As the spring air fills with fragrant lilacs and honeysuckle, like clockwork, new works of art dot the grounds of The University of Toledo.
Ready to share a secret, blooms adorn a bench wrapped by a twining vine and heart-shaped leaves near the north entrance of UT Medical Center. A figure leaps skyward toward a sphere on the west side of Savage Arena. And north of Libbey Hall, a silver flower sparkles as it pays tribute to an acclaimed American artist.Jim Gallucci’s “Listening Whisper Morning Glory Bench,” Mike Sohikian’s “Reaching for the Moon” and Douglas Gruizenga’s “Georgia on My Mind” are three of the new works featured in the 11th annual Outdoor Sculpture Exhibition.
Gallucci, and artist in Greensboro, N.C., said his benches are whimsical, playful pieces that invite the public to sit and talk. “Good art challenges us, can make us feel righteous, moves us, soothes us, and can bring us peace,” he said.A retired ironworker, Sohikian has a reputation for taking salvaged steel to new heights. The Genoa, Ohio, artist assembles and reworks industrial materials into riveting creations.
Paintings inspired Gruizenga of Interlochen, Mich. “I am impressed with Georgia O’Keeffe’s floral paintings as well as her lust for life,” he said. “This sculpture is a tribute to her.”

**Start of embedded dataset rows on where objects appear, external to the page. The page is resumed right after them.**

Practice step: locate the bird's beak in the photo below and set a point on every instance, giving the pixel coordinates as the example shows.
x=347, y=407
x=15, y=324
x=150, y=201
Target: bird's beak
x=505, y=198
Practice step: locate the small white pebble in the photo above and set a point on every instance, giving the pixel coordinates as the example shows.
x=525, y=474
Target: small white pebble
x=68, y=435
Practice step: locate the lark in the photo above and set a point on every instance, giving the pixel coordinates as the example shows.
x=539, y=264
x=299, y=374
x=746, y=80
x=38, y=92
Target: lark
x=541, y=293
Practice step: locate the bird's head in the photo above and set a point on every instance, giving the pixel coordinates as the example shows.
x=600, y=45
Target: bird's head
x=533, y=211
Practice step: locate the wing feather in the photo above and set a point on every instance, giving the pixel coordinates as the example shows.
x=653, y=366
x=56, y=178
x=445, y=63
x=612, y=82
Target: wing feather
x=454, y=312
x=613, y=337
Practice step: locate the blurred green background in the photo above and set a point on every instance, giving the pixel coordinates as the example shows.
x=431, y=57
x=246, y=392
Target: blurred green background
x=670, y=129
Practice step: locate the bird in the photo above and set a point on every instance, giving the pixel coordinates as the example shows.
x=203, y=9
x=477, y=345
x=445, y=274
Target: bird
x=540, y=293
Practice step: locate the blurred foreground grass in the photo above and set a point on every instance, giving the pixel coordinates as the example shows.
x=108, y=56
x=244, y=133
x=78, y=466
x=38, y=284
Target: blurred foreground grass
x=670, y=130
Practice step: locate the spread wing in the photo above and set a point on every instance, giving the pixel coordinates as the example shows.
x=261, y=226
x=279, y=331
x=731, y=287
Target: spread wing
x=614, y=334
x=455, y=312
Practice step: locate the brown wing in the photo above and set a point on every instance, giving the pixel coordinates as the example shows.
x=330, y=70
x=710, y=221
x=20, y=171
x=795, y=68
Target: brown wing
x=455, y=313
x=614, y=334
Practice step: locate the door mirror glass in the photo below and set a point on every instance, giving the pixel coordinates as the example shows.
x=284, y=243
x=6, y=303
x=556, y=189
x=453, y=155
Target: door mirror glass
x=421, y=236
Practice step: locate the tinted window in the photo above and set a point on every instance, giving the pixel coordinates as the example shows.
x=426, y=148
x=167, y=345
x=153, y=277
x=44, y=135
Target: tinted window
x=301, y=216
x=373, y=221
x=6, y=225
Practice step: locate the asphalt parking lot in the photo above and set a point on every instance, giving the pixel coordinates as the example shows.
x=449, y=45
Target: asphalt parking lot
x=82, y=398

The trio are among more than 50 who submitted proposals for consideration to the Midwest Sculpture Initiative. The UT Campus Beautification Committee reviewed the entries and selected pieces that recently were installed.
“It’s an honor to have the chance to be part of this annual exhibition, which brings exciting pieces of art to the University,” said Dr. Steve LeBlanc, executive associate dean of fiscal affairs in the College of Engineering and chair of the Campus Beautification Committee. “I love this time of year when all the new pieces arrive.”
More than 100 sculptures have rotated through the display at the University since the exhibit began, and 11 have become part of UT’s art collection thanks to the generosity of campus benefactors, colleges and departments, according to LeBlanc.Other new works on campus this year:
• “Metropolis” is a 250-pound steel geometric piece featuring an eye-catching blue orb. Forged by the Nordin Brothers, the sculpture sits atop the hill west of University Hall.
• Todd Kime’s “The Joneses” offers some splashes of color in the center of Centennial Mall.
• “Ashes III,” Sam Soet’s intricate slice of ash wood, is located between University Hall and the Student Union.• The Nordin Brothers weigh in again with “Time Series Calendra,” a hot-rolled steel work located on the west side of the Health and Human Services Building.
In addition, three sculptures from last year’s exhibit remain: Virginia Kistler’s 500-pound piece of Extira and steel, “Ad Infinitum,” appears to rotate between Nitschke and Palmer halls; Ric Leichliter’s steel red buds,“Promise to Flower,” sprout on the east side of the Health and Human Services Building; and Tom Rudd’s 9-foot, 1,000-pound “Whitefish” still swims south of Carlson Library near the Ottawa River.
Artists receive stipends for the sculptures, which will be on display for the next year.
LeBlanc said gifts from donors make the annual exhibition possible.
“Those who enjoy the sculptures are asked to consider a donation to the Campus Beautification Committee through the UT Foundation,” he said.